I just installed shocks on my Stromer after riding over single tracks and fire roads on the stock CF forks. The handling is much more sure footed with the shocks. However I won't be riding the Stromer on single tracks again. It just isn't agile enough for them, but rutted dirt fire roads are a lot of fun now.
@Ann M. is correct that low pressure 3-4" fat tires will give you a cushy ride anyway. If you are going off road on rocky trails I'd get shocks too. But if you're just riding around town, on the beach, or smooth trails then shocks won't matter much with those tires.
I heard about the Sonders e-bike as well. A decent bike but it's a little pricey. But hey, if you can afford it and that's what you like, then go for it. I like I bought recently ( Pedecotech 400 ) and I plan to keep this bike for a very long time.

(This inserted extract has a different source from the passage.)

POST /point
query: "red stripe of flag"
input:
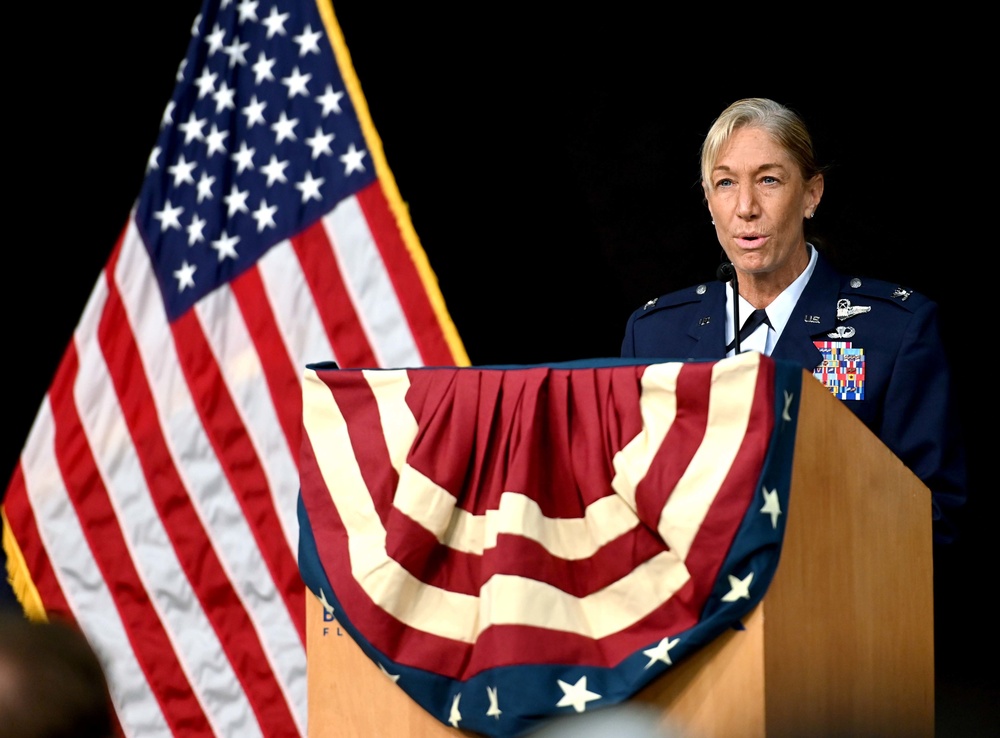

I don't know that the Sondors is that expensive in the USA, as I see the original listed for $599 plus $200 shipping? Main thing is it usually takes 3 months to ship. They get them from China in batches by boat. One thing I didn't like about a Sondors is that it's a single gear bike in its basic mode.
My home built fat bike with a rear motor has no front suspension and I don't need one as it's only used on pavement. I think the inexpensive $100 sets they sell are just for looks or casual commuting anyway. Serious mountain bikers appear to spend far more money for forks.